Painting furniture can be a cumbersome job. First, you need to sand down the entire piece to expose the raw wood underneath, fix any chips or scratches with wood putty, prep the wood for your paint, and then tape down anything you don't want to be painted with painter's tape. That last part can be especially annoying since wrapping things like legs, dowels, and other furniture accents with the adhesive takes patience. But what if there was a faster way? Enter aluminum foil.

You can use tin foil instead to quickly wrap cylindrical features on your wooden furniture, such as legs, decorative columns, posts, and dowels. This is a great painting hack to try since it's low-cost and low-fuss. You don't have to buy any specialty woodworking products. Instead, you can just grab the aluminum foil from your kitchen and see how you like the results. And since all you need to do is wrap the foil around the accent, even a newbie crafter can dip a toe into this hack. Here is how to use aluminum foil to protect your furniture accents during a paint job. 

How to use the aluminum foil hack when painting furniture

The reason this hack is so great is because it's so easy. Rather than spending precious time wrapping your painter's tape around furniture legs and posts, you can quickly scrunch the aluminum foil around its entire length in half the time. Simply tear off a sheet proportional to how large the leg or accent is, wrap it around the post, and scrunch it into place. Make sure to apply extra pressure at the top and bottom, ensuring the paint doesn't drip through underneath. 
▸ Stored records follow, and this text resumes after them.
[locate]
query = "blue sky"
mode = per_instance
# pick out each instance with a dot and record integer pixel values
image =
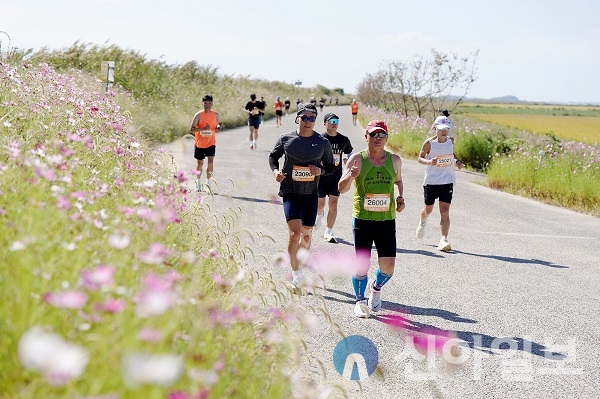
(535, 50)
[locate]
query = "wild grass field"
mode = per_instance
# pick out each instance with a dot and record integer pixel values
(579, 128)
(547, 167)
(102, 292)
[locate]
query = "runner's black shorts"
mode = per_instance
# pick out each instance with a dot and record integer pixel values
(301, 206)
(380, 232)
(254, 122)
(201, 153)
(431, 192)
(328, 185)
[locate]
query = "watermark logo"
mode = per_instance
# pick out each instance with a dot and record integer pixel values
(355, 357)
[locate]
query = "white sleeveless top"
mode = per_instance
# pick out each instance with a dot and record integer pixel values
(443, 172)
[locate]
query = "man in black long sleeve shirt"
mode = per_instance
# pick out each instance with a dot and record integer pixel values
(307, 156)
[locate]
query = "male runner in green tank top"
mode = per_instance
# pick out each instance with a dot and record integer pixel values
(378, 192)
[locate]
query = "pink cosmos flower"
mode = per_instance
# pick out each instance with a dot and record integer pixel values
(59, 361)
(155, 255)
(156, 297)
(149, 335)
(67, 299)
(119, 240)
(97, 278)
(112, 305)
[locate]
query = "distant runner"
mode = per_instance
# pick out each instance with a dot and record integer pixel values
(205, 125)
(307, 155)
(328, 184)
(438, 154)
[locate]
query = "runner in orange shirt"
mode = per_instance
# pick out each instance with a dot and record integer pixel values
(205, 125)
(354, 106)
(278, 111)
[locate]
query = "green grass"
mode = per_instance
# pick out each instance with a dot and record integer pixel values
(74, 175)
(532, 109)
(567, 174)
(164, 98)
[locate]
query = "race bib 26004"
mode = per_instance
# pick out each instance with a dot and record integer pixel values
(444, 160)
(377, 202)
(302, 173)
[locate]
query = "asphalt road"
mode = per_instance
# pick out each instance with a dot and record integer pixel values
(519, 292)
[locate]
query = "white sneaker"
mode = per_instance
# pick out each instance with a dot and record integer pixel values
(361, 309)
(328, 236)
(297, 285)
(318, 220)
(421, 231)
(374, 299)
(444, 245)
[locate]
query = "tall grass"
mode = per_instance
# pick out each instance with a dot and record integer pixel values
(564, 174)
(115, 280)
(166, 97)
(537, 166)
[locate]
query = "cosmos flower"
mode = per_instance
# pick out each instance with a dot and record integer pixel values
(59, 361)
(70, 299)
(143, 368)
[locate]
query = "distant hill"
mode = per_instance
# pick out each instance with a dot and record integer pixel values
(504, 99)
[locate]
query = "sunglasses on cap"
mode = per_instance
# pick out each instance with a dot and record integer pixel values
(305, 118)
(378, 135)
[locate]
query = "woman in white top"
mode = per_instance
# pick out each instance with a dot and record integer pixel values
(438, 154)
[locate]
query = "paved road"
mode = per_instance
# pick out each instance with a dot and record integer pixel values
(520, 290)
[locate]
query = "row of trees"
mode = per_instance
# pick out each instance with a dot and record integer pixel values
(422, 85)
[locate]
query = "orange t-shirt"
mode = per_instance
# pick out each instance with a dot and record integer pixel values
(207, 122)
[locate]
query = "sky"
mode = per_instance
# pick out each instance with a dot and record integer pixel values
(536, 50)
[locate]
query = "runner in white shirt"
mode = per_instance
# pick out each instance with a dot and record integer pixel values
(438, 154)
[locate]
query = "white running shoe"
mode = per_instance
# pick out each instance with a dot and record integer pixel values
(421, 231)
(375, 298)
(361, 309)
(297, 285)
(328, 236)
(318, 220)
(444, 245)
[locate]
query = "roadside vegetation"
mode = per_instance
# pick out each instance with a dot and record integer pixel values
(116, 281)
(540, 166)
(164, 98)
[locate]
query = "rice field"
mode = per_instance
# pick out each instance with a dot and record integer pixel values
(584, 129)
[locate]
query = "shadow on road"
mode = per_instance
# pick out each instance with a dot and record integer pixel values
(250, 199)
(509, 259)
(473, 340)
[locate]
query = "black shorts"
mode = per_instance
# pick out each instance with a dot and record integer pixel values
(431, 192)
(299, 206)
(328, 185)
(380, 232)
(254, 122)
(201, 153)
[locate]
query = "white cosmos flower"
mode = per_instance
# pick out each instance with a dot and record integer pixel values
(143, 368)
(48, 353)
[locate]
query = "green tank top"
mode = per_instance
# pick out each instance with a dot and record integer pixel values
(374, 190)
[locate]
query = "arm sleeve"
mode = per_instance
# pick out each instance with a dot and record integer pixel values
(327, 159)
(275, 154)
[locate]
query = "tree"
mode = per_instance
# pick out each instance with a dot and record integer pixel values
(423, 84)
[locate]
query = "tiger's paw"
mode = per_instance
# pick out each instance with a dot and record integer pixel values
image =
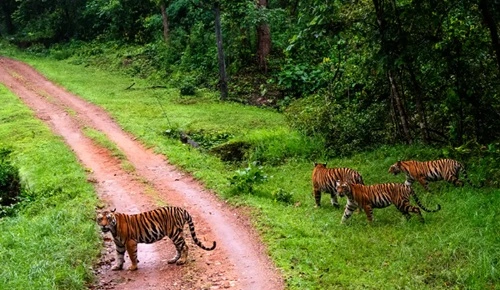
(180, 262)
(172, 261)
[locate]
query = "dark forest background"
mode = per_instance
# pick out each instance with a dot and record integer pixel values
(358, 74)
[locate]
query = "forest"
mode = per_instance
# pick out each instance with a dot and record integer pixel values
(282, 84)
(358, 74)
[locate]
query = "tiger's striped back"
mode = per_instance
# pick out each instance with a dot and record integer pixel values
(380, 196)
(325, 180)
(428, 171)
(149, 227)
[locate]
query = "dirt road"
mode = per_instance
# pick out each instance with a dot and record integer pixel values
(239, 261)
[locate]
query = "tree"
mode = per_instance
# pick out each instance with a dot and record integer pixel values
(263, 37)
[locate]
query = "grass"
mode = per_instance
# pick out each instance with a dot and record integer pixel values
(457, 247)
(51, 243)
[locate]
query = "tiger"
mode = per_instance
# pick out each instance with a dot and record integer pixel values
(324, 180)
(380, 196)
(435, 170)
(148, 227)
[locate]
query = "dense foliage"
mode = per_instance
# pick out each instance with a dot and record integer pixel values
(356, 73)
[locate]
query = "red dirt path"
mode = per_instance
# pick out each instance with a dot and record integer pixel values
(240, 261)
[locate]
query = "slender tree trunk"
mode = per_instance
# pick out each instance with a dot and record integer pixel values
(7, 15)
(263, 39)
(391, 52)
(492, 26)
(164, 18)
(399, 108)
(220, 53)
(422, 116)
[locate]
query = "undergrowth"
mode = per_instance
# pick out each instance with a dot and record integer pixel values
(455, 247)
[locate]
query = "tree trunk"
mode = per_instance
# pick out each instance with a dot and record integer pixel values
(490, 22)
(399, 108)
(7, 15)
(220, 53)
(263, 39)
(164, 18)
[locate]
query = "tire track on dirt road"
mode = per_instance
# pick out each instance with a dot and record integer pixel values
(239, 261)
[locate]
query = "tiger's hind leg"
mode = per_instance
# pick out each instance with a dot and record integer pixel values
(454, 179)
(333, 199)
(181, 249)
(132, 253)
(407, 208)
(120, 253)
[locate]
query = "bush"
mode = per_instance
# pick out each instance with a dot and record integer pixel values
(10, 184)
(346, 128)
(243, 181)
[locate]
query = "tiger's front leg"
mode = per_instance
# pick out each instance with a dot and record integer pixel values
(350, 207)
(132, 253)
(317, 197)
(369, 213)
(424, 183)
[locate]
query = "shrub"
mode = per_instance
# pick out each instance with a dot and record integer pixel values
(10, 184)
(280, 195)
(345, 127)
(243, 181)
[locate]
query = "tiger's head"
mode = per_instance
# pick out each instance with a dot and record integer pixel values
(107, 221)
(395, 168)
(343, 188)
(319, 165)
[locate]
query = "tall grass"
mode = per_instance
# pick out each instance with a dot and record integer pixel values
(51, 243)
(456, 247)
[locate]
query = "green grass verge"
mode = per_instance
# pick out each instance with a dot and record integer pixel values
(456, 247)
(52, 242)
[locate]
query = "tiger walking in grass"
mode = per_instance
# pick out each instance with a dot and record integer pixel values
(435, 170)
(380, 196)
(324, 180)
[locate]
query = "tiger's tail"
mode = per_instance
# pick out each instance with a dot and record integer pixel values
(189, 220)
(415, 196)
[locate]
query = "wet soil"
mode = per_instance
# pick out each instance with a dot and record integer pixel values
(240, 260)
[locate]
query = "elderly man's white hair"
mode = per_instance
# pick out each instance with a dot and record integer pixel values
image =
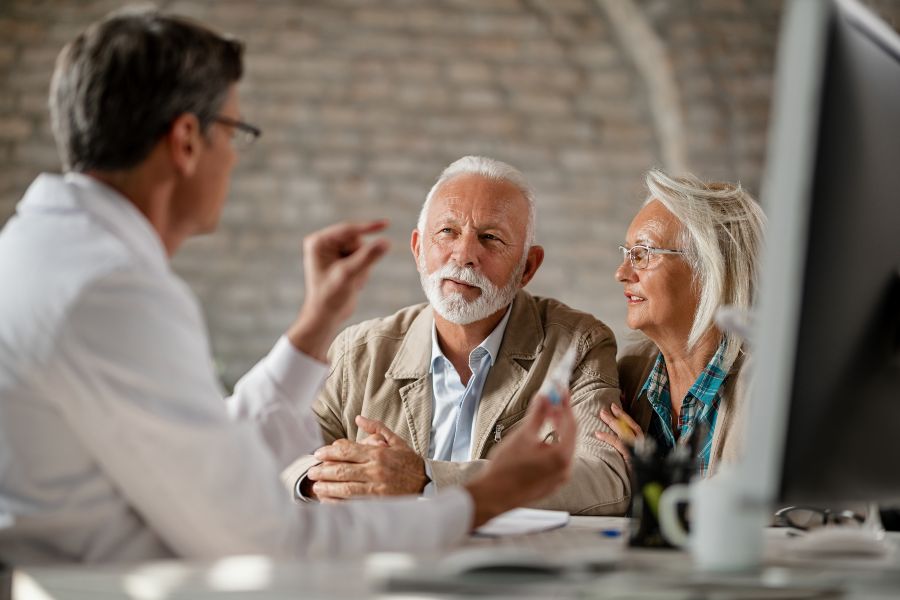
(489, 169)
(721, 234)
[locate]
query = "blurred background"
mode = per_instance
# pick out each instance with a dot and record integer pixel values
(364, 102)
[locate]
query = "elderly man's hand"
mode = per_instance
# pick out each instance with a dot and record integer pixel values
(524, 467)
(382, 465)
(336, 263)
(625, 431)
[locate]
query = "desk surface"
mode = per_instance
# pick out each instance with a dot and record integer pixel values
(638, 573)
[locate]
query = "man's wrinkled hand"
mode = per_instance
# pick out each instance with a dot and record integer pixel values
(381, 465)
(524, 467)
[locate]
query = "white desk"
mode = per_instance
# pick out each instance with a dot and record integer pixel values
(656, 574)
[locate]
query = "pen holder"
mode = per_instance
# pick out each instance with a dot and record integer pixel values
(652, 472)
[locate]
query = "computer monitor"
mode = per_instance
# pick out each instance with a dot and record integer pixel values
(824, 423)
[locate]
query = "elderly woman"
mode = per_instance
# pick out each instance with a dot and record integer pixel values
(692, 248)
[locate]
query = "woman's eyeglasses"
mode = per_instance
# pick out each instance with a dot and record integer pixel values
(639, 254)
(244, 134)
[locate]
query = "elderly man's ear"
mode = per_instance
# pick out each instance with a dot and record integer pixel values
(184, 143)
(534, 260)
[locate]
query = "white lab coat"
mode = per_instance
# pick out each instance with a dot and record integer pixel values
(115, 441)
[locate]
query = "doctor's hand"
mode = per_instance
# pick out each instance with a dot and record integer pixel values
(625, 431)
(381, 465)
(336, 263)
(525, 467)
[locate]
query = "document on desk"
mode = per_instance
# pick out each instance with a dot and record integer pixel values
(523, 520)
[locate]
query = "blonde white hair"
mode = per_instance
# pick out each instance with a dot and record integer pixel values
(488, 168)
(721, 233)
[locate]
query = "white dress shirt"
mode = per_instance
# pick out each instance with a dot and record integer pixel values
(115, 441)
(455, 404)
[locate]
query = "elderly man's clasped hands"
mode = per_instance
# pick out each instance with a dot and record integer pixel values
(381, 464)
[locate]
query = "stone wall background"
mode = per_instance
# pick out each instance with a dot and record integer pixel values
(363, 102)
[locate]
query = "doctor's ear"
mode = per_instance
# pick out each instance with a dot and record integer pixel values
(184, 142)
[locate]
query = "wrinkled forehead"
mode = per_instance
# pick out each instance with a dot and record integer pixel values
(654, 225)
(480, 200)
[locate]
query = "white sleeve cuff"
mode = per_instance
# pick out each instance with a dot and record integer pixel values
(430, 489)
(297, 375)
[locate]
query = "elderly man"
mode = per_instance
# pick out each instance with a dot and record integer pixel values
(427, 392)
(115, 442)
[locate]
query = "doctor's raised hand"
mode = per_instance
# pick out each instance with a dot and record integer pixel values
(336, 264)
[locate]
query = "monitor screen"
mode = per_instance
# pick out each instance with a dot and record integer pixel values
(825, 401)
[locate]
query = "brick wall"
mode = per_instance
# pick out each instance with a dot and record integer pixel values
(364, 102)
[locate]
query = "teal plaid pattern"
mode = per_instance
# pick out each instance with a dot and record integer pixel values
(699, 408)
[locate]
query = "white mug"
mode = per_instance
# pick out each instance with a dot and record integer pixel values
(726, 531)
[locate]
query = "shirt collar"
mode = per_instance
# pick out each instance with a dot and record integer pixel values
(491, 343)
(710, 380)
(703, 389)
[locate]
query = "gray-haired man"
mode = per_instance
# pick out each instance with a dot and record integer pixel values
(415, 401)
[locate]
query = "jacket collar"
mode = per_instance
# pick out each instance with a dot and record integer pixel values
(522, 341)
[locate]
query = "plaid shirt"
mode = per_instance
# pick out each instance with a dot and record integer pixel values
(699, 407)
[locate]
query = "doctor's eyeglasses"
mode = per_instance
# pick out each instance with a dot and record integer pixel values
(243, 134)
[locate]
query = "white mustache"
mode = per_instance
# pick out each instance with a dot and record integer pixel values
(467, 275)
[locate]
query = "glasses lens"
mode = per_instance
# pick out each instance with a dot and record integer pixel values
(846, 518)
(803, 518)
(640, 257)
(243, 138)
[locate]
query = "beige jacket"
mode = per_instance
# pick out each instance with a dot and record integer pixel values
(635, 365)
(380, 369)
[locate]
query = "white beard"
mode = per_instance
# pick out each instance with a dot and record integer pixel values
(453, 306)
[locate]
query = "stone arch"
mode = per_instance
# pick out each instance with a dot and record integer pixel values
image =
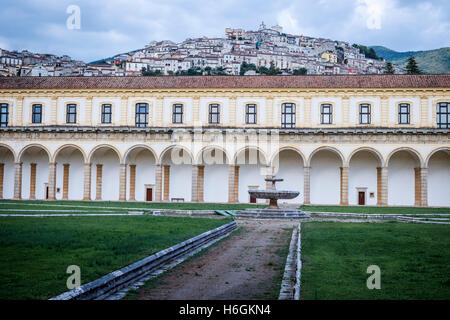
(55, 154)
(373, 151)
(326, 148)
(409, 150)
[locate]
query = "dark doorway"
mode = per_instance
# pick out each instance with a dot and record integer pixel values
(361, 198)
(149, 194)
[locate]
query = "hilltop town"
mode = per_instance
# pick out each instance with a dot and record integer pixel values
(266, 51)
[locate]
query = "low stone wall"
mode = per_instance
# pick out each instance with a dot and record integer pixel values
(116, 280)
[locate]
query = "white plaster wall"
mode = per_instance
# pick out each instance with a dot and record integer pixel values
(362, 174)
(401, 179)
(215, 183)
(439, 179)
(250, 175)
(41, 159)
(291, 170)
(7, 158)
(204, 109)
(325, 178)
(180, 181)
(76, 175)
(110, 174)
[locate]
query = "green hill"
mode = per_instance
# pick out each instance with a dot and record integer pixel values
(430, 61)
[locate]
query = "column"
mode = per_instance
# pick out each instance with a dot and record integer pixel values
(33, 181)
(98, 183)
(52, 181)
(2, 170)
(344, 186)
(133, 182)
(18, 180)
(66, 167)
(123, 182)
(233, 184)
(87, 182)
(306, 185)
(158, 183)
(166, 182)
(382, 188)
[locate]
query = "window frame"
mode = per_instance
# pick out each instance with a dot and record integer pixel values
(401, 113)
(368, 113)
(139, 113)
(176, 107)
(216, 113)
(446, 124)
(69, 112)
(284, 114)
(329, 113)
(253, 114)
(4, 114)
(103, 113)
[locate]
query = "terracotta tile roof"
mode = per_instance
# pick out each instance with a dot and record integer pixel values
(201, 82)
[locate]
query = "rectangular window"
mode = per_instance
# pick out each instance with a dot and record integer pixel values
(106, 113)
(141, 115)
(4, 114)
(177, 113)
(71, 113)
(403, 113)
(443, 115)
(326, 114)
(214, 114)
(250, 114)
(36, 113)
(364, 113)
(288, 115)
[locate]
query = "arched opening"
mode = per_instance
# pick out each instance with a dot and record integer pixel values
(35, 173)
(402, 178)
(6, 173)
(250, 169)
(69, 173)
(325, 177)
(439, 178)
(105, 174)
(215, 174)
(290, 168)
(363, 178)
(141, 166)
(176, 166)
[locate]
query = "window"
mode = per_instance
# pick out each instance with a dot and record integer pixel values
(288, 115)
(250, 114)
(177, 113)
(71, 113)
(326, 114)
(36, 116)
(141, 115)
(364, 113)
(403, 113)
(106, 113)
(4, 114)
(443, 115)
(214, 114)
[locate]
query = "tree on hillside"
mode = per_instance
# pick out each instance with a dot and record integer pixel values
(412, 67)
(389, 68)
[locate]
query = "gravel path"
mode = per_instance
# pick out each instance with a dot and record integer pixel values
(243, 266)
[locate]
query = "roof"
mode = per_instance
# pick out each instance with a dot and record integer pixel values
(229, 82)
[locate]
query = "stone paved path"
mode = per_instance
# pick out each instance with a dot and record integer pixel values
(242, 266)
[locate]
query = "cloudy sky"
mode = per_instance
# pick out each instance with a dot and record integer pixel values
(108, 27)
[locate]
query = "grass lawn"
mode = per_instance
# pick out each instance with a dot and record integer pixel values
(379, 210)
(8, 206)
(35, 252)
(414, 260)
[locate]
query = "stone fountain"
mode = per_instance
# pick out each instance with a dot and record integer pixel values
(273, 211)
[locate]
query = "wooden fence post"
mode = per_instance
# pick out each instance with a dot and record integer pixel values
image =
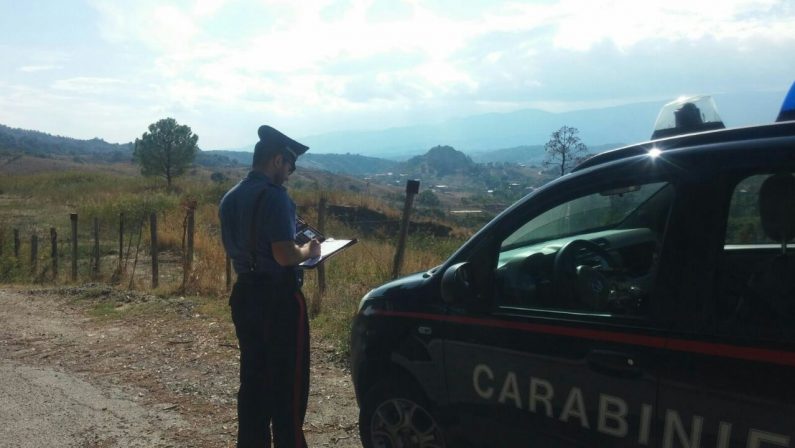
(95, 267)
(412, 188)
(321, 269)
(228, 273)
(54, 252)
(153, 248)
(191, 225)
(34, 254)
(16, 243)
(73, 218)
(121, 240)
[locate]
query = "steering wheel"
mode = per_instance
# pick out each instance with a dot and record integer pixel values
(578, 286)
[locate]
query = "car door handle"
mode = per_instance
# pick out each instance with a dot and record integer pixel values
(613, 363)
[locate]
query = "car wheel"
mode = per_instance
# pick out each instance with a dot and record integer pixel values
(395, 415)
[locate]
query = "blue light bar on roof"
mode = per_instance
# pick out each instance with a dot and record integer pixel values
(787, 112)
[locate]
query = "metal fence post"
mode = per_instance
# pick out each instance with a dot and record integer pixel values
(73, 218)
(412, 188)
(153, 248)
(54, 252)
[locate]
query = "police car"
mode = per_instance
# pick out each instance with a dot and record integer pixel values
(647, 299)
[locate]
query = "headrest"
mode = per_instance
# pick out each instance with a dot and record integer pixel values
(777, 207)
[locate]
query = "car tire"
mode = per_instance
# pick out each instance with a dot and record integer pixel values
(394, 414)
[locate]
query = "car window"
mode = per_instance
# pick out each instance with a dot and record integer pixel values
(744, 225)
(596, 253)
(600, 210)
(755, 285)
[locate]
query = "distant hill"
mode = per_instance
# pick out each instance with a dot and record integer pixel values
(40, 144)
(480, 133)
(439, 161)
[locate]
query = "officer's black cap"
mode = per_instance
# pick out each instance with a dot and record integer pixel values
(271, 141)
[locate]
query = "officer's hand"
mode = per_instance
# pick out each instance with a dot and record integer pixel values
(314, 248)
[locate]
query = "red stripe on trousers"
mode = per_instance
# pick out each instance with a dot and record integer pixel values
(299, 358)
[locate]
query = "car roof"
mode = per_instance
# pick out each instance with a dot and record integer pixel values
(784, 129)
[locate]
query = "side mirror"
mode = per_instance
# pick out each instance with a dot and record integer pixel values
(456, 285)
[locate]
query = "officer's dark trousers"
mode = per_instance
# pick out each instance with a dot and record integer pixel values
(272, 329)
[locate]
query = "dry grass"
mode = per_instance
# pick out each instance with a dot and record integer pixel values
(34, 203)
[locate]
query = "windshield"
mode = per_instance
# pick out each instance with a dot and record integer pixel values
(598, 211)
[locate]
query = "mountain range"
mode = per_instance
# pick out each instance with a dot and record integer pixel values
(516, 137)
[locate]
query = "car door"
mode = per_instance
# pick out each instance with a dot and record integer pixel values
(729, 380)
(526, 367)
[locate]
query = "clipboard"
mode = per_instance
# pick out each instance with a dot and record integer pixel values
(328, 246)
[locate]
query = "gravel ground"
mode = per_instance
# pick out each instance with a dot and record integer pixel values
(142, 380)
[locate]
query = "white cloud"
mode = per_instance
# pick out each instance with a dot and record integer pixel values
(88, 85)
(328, 58)
(38, 68)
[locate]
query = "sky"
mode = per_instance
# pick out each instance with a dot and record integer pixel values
(108, 69)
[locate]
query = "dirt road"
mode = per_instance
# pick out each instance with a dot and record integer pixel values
(141, 380)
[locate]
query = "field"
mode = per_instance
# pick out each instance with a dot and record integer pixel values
(35, 199)
(133, 365)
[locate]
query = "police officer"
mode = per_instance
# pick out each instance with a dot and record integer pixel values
(258, 226)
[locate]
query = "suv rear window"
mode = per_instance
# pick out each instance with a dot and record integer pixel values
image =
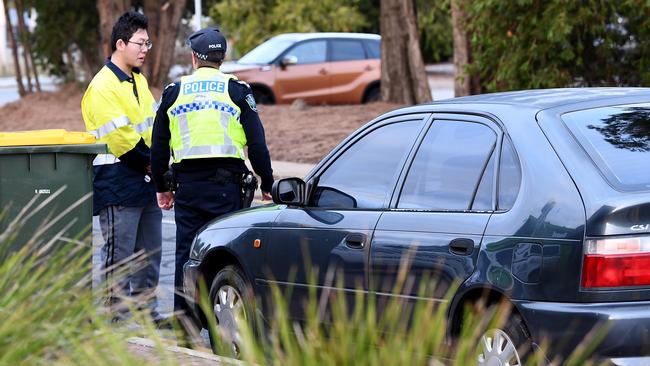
(617, 139)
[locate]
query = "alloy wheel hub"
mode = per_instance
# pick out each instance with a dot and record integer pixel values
(497, 349)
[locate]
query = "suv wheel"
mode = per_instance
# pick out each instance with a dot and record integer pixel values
(232, 303)
(262, 96)
(373, 94)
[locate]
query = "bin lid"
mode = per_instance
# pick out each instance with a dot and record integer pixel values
(45, 137)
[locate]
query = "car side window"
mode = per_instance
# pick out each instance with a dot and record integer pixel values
(347, 50)
(362, 176)
(447, 167)
(310, 52)
(483, 198)
(509, 176)
(374, 49)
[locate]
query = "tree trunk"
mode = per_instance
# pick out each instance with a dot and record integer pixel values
(164, 21)
(403, 78)
(23, 37)
(14, 49)
(464, 83)
(109, 11)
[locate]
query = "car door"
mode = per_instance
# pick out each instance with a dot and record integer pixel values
(434, 228)
(329, 239)
(308, 78)
(348, 68)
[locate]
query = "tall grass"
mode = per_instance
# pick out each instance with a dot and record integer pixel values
(49, 312)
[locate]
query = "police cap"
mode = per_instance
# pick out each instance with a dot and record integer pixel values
(208, 44)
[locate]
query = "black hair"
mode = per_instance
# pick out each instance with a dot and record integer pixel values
(129, 23)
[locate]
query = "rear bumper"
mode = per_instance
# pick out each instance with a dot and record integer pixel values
(624, 328)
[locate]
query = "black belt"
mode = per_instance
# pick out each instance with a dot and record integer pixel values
(225, 176)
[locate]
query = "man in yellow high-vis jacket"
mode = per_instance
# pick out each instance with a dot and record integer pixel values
(206, 119)
(118, 109)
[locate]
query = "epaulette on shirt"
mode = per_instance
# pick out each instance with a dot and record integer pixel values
(242, 82)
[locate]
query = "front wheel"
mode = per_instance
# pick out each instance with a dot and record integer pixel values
(232, 302)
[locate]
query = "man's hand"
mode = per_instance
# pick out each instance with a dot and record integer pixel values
(266, 196)
(165, 200)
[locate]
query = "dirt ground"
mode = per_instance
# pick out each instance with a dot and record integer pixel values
(293, 133)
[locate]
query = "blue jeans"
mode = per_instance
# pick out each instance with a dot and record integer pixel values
(130, 231)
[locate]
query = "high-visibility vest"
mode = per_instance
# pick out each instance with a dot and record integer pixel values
(204, 121)
(114, 115)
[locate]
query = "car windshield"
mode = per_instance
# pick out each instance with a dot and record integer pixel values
(618, 140)
(267, 51)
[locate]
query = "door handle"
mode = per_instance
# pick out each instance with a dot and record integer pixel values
(461, 246)
(355, 240)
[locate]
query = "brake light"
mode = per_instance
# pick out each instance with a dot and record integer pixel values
(616, 262)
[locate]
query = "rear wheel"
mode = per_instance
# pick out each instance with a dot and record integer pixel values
(509, 344)
(232, 303)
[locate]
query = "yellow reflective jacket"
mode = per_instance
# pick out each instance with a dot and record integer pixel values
(114, 115)
(204, 121)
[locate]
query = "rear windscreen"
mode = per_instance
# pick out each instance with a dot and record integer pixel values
(618, 140)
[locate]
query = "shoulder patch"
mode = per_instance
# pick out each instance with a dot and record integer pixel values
(243, 83)
(251, 102)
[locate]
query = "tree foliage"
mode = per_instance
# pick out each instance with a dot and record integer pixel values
(250, 22)
(554, 43)
(62, 28)
(434, 23)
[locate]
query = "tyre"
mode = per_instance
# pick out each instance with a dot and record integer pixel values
(262, 96)
(232, 303)
(509, 344)
(373, 94)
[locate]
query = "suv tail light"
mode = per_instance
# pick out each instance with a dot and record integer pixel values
(616, 262)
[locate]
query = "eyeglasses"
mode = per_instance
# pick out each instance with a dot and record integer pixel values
(143, 45)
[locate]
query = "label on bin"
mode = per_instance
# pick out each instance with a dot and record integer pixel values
(45, 137)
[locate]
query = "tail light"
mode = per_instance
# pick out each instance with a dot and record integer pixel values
(616, 262)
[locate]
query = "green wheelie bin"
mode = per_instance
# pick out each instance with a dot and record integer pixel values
(46, 188)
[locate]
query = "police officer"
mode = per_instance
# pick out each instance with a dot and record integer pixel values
(118, 109)
(206, 119)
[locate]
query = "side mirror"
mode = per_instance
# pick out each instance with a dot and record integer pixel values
(289, 191)
(288, 60)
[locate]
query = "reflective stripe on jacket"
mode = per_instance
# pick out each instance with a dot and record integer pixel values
(204, 121)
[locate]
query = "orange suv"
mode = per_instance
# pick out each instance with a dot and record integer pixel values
(331, 68)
This is best used when you want to paint a piece of furniture but want to keep the cylindrical pieces wooden to show the original grain and stain. It allows you to honor the original piece while still updating it to fit your own style. If you like leaving exposed wood in most projects, this hack can also help you save money. Painter's tape can be quite pricey — costing upwards of $8 per roll  – so you don't want to use it too liberally. Rather than wasting it on larger pieces like legs and columns, you can instead use it to carve out more delicate accents with angles and edges.